Je pense que le Sénateur Kerry, pendant longtemps, ne s'est pas trop éloigné de son terrain. C'est en partie son style. Malgré tout, la présidentielle, c'est un peu comme un combat de poids lourds: il faut aller chercher la victoire. Il a un style volontairement lent qui ne fait pas de lui un candidat très exaltant, mais qui pourrait donner un très bon président. Bien sûr, avant tout, il faut y arriver.

L'un des aspects les plus dérangeants de cette élection, c'est la machinerie qui fait sonner les mensonges comme des vérités, et les vérités comme des mensonges. Cette machinerie du marketing est devenue très puissante. Le Sénateur Kerry doit faire en sorte que les gens voient l'homme caché derrière le voile. Il doit prendre le risque de dévoiler toutes les supercheries du gouvernement. Ce n'est qu'un château de cartes, qui tient debout grâce à des jeux de miroirs. La bonne nouvelle, pour Kerry, c'est qu'il a les faits pour lui. La mauvaise nouvelle, c'est que dans le climat actuel, cet avantage peut très bien n'avoir aucune importance. A lui de montrer à quel point ça compte.

Que pensez-vous de la manière dont la presse couvre et mène la campagne ?

La presse a laissé tomber le pays. Elle a adopté une attitude très immorale. Les nouvelles les plus importantes en sont réduites à une présentation simpliste du type: un camp dit ceci et l'autre dit cela. Fox News (réseau câblé de Rupert Murdoch, principal soutien financier de la droite américaine, ndt) et la droite républicaine ont intimidé la presse. Elle s'est réfugiée derrière une incroyable bonne conscience et, pour paraître objective, s'enferme dans une logique qui la pousse à abandonner une part de ses responsabilités et de son pouvoir légitime.

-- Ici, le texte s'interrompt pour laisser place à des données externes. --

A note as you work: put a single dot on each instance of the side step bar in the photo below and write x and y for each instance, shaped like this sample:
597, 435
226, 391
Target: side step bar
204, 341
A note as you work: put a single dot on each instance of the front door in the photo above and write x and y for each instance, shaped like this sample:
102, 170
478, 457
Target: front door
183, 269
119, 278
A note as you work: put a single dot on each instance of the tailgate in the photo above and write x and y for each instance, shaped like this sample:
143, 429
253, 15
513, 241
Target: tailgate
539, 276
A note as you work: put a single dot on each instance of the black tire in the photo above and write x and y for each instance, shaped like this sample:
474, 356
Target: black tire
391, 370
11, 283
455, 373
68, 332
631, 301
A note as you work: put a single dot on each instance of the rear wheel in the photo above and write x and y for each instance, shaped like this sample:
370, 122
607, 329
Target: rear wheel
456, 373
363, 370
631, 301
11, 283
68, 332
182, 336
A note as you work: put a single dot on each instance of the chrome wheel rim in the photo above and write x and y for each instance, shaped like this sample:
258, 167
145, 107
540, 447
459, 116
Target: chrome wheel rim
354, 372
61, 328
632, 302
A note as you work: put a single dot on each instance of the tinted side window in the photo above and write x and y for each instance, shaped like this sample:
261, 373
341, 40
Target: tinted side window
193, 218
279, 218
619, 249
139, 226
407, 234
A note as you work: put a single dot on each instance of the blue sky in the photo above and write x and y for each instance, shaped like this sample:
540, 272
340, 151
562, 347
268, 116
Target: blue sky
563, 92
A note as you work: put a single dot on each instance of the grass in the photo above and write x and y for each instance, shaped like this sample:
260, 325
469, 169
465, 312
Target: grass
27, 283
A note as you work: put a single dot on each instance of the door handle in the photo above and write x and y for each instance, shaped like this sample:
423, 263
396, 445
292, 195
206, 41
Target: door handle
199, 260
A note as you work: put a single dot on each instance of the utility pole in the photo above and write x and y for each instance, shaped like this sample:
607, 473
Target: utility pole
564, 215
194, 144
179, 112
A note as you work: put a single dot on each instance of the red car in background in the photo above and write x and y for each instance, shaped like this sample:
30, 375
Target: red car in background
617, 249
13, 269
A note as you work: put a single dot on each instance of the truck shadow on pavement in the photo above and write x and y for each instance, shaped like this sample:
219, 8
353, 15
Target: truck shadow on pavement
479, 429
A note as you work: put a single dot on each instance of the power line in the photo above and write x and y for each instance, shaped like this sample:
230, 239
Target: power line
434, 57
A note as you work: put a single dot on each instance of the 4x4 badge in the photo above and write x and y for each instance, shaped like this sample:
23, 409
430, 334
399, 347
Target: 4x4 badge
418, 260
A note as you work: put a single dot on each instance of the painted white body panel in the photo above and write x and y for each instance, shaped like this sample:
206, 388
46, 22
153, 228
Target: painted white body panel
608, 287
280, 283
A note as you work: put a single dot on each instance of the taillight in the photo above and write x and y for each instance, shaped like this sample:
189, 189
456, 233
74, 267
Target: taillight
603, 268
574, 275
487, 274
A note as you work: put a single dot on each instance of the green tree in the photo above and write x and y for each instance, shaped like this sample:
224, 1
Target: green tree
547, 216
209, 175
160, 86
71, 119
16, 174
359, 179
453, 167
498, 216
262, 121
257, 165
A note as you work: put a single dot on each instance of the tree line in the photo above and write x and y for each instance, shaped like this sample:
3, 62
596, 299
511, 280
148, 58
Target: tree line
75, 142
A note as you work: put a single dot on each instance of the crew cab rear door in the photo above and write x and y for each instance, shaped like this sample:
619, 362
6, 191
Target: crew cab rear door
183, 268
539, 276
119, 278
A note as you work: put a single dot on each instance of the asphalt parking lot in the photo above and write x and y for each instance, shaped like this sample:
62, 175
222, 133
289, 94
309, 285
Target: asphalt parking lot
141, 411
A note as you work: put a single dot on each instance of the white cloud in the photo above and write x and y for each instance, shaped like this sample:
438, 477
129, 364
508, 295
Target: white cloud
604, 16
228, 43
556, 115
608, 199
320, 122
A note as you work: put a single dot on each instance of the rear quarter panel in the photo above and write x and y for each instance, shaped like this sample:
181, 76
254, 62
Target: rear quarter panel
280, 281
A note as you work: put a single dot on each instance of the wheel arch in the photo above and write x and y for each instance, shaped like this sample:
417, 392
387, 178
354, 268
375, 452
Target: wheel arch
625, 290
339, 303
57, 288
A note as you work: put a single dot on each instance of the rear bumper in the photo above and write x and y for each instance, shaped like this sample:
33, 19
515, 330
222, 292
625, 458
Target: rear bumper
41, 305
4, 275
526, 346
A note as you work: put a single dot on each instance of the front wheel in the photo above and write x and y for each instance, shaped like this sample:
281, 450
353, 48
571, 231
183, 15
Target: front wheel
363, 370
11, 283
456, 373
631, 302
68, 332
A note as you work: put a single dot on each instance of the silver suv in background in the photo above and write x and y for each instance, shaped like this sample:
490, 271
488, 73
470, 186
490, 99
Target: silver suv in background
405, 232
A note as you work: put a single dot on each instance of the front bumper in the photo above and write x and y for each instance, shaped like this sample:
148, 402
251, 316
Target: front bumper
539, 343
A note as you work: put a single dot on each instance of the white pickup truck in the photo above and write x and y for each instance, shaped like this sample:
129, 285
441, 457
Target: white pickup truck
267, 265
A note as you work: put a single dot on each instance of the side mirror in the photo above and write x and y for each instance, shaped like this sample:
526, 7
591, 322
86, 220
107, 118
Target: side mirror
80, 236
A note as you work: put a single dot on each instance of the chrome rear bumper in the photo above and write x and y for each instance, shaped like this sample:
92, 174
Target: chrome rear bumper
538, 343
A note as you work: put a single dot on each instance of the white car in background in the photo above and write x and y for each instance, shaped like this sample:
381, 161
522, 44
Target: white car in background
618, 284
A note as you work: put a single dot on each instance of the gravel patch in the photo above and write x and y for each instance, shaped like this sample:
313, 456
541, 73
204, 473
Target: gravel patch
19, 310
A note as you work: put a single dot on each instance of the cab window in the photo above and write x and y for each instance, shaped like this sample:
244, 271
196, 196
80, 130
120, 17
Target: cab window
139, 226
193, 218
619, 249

La presse libre est censée être la ligne de vie et le sang de la démocratie. Voilà les responsabilités de cette institution. Mais l'audience et l'argent la pervertissent, et la dissuadent de consacrer ne serait-ce qu'une heure aux conventions des partis. En dépit de la mise en scène que les caractérise, je pense qu'elles sont quand même un peu plus importantes que les gens qui mangent des insectes ! Parfois, la vie politique de la nation devrait être prioritaire. Il ne faut pas croire que ces choix sont faits par hasard, qu'ils ne signifient rien. Si vous voulez regarder des gens manger des insectes, c'est très bien, je peux aussi le comprendre, mais faites-le un autre soir !

Les vraies informations sont celles dont nous avons besoin pour protéger notre liberté. Et nos informations sont dignes des tabloïds, avec une bonne dose de sang et un patriotisme pompeux de façade. Les gens doivent faire trop de recherches minutieuses pour trouver les informations dont ils ont besoin pour protéger leur liberté. Alors qu'elles devraient être glorieusement annoncées tous les soirs ! La perte de la sobriété et du sérieux de cette institution a eu un effet dévastateur sur la capacité des gens à réagir aux événements quotidiens.

Pensez-vous que la presse nous éloigne d'une perception juste et objective de ces élections ?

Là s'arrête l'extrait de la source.